Boeing Rolls Out First Space Launch System Core Stage for Delivery to NASA (Image Credit: SNN)
Teams at Stennis Space Center prepare for core stage hot-fire testing ahead of Artemis I lunar mission
NEW ORLEANS, Jan. 8, 2020 — Boeing [NYSE: BA] today delivered the core stage of NASA’s first Space Launch System (SLS) deep space exploration rocket, moving it out of the NASA Michoud Assembly Facility in New Orleans to the agency’s Pegasus barge.
The event marks the first time a completed rocket stage has shipped out of Michoud since the end of the Apollo program. SLS Core Stage 1 is the largest single rocket stage ever built by NASA and its industry partners.
The rollout follows several weeks of final testing and check-outs after NASA’s declaration of “core stage complete” during a December 9 Artemis Day celebration at Michoud.
NASA will transport the SLS core stage to its Stennis Space Center in Bay St. Louis, Mississippi, in the next few days for “Green Run” hot-fire engine tests later this year. After inspection and refurbishing for launch, the stage moves to Kennedy Space Center in Florida. At Kennedy, the core stage will be integrated with the Interim Cryogenic Upper Stage (ICPS) and NASA’s Orion spacecraft for the uncrewed Artemis I mission around the moon – the first launch of a human-rated spacecraft to the Moon since Apollo 17 in 1972.

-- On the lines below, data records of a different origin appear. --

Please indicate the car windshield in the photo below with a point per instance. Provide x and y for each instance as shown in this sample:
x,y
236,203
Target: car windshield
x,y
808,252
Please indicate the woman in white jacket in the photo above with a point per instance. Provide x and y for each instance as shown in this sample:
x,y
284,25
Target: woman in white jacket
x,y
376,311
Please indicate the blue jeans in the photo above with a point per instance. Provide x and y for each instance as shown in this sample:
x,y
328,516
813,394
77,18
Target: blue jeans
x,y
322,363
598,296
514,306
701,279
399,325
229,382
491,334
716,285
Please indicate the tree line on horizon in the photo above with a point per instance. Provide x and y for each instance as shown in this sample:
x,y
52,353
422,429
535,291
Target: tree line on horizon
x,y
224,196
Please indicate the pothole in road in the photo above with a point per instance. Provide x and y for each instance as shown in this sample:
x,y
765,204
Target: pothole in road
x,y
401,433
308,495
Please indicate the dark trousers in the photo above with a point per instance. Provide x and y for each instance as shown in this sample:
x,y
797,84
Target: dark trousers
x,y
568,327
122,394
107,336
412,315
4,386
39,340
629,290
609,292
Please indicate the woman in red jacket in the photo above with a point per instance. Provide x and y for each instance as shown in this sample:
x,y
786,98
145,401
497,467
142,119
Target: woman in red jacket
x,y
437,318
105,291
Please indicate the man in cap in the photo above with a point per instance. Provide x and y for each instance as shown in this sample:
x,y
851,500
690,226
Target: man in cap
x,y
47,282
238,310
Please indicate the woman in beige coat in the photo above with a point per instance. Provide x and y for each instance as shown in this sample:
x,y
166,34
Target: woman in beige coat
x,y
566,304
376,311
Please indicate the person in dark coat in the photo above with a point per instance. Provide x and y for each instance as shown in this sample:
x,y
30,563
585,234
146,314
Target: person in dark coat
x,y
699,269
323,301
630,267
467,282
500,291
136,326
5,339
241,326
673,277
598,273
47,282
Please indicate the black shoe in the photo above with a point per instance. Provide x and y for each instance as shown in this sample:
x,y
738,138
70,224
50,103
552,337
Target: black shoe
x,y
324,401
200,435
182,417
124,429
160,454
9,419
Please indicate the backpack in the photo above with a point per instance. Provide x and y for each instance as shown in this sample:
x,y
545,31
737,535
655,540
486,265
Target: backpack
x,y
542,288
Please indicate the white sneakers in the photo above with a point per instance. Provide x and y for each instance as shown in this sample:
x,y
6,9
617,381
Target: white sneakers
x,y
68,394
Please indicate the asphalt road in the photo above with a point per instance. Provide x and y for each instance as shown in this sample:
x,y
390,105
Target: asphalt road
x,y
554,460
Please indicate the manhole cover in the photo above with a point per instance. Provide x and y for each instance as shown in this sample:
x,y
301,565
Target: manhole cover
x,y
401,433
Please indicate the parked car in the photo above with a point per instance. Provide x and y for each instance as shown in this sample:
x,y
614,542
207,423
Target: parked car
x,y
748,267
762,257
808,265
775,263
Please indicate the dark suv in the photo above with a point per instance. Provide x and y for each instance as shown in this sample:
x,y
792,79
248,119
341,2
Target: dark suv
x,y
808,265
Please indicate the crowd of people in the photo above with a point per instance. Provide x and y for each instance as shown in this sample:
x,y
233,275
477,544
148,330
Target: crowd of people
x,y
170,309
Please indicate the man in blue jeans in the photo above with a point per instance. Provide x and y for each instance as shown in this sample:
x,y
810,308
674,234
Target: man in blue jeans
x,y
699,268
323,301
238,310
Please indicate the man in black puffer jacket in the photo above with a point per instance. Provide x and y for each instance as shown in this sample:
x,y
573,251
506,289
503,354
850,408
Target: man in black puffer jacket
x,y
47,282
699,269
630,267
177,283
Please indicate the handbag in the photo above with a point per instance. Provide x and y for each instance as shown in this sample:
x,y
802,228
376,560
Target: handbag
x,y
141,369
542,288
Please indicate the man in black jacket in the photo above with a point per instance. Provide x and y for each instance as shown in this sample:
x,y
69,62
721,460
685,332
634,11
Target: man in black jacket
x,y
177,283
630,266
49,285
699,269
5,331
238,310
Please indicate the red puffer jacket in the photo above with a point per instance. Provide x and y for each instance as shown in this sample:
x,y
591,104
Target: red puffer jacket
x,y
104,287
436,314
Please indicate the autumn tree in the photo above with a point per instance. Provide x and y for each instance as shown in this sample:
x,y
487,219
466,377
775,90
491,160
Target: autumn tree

“The Boeing SLS team has worked shoulder-to-shoulder with NASA and our supplier partners to face multiple challenges with ingenuity and perseverance, while keeping safety and quality at the forefront,” said John Shannon, Boeing SLS vice president and program manager.
SLS is the world’s most powerful rocket, evolvable and built to carry astronauts and cargo farther and faster than any rocket in history. Its unmatched capabilities will deliver human-rated spacecraft, habitats and science missions to the moon, Mars and beyond as part of NASA’s Artemis program.
“We are applying what we’ve learned from development of the first core stage to accelerate work on core stages 2 and 3, already in production at Michoud, as well as the Exploration Upper Stage that will power NASA’s most ambitious Artemis missions,” said Shannon.